I say “qualified” because while I can agree that it’s worth perturbing the whole Internet ecosystem to wipe out a domain that’s being used for the distribution of Child Abuse Materials I simply cannot agree that this level of perturbation is warranted for the protection of intellectual property. One form of perturbation that I’m especially concerned about is wiping out a domain name that’s being used for both malicious and non-malicious purposes. I could imagine wiping out twitter.com or facebook.com if they were hosting Child Abuse Materials and did not respond instantly to a lawful takedown order. I can’t countenance that level of ecosystem disruption if the content in question is a copy of the latest Hollywood blockbuster movie or video game. Worriedly, I do not think that this level of fine distinction and finesse would inevitably guide the hands of governments in control of mandated “DNS blocking”.
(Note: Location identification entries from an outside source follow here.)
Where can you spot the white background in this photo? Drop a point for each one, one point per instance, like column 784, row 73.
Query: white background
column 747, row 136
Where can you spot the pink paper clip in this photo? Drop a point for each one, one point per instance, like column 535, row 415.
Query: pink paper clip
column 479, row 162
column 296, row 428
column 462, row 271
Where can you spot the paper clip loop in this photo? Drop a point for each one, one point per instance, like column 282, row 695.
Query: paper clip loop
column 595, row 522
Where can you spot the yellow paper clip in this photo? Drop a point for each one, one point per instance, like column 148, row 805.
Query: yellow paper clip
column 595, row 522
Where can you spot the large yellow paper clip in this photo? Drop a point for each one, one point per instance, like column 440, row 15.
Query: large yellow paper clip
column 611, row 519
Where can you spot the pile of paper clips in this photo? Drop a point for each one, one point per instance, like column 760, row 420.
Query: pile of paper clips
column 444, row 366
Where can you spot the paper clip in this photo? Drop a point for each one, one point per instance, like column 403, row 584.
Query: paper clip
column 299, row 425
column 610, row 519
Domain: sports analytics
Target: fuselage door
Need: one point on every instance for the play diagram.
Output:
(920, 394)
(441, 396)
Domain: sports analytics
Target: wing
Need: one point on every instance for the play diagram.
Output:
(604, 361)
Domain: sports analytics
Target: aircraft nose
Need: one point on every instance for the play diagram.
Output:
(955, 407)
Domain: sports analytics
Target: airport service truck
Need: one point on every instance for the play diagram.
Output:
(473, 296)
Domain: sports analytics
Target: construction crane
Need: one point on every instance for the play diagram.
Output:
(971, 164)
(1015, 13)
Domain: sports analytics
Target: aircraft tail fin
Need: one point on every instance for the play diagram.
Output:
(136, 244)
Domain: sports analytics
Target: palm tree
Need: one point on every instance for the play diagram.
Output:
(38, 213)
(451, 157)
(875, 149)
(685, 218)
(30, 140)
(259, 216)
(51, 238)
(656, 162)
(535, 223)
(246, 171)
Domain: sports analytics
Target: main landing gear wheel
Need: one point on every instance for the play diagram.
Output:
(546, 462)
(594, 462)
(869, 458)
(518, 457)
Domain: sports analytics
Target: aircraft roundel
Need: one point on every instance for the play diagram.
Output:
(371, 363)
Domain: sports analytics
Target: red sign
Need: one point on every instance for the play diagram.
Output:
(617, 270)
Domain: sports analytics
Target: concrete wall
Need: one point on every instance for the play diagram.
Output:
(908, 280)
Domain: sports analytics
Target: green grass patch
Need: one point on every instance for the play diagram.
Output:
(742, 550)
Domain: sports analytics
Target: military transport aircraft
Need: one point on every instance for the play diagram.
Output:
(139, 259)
Nevertheless the raw uncomfortable truth of the matter is that any form of mandated “DNS blocking” whose goal is to make certain domain names unreachable will be indistinguishable from the result of a Secure DNS failure – and a failure is a failure is a failure. We need informed debate on the question of mandated “DNS blocking” but we should be true to the facts and the details. Secure DNS and “DNS blocking” are ships in the night at the moment and whenever the goal of “DNS blocking” is merely domain name disappearance and not content insertion then “DNS blocking” will not break Secure DNS or even slow it down.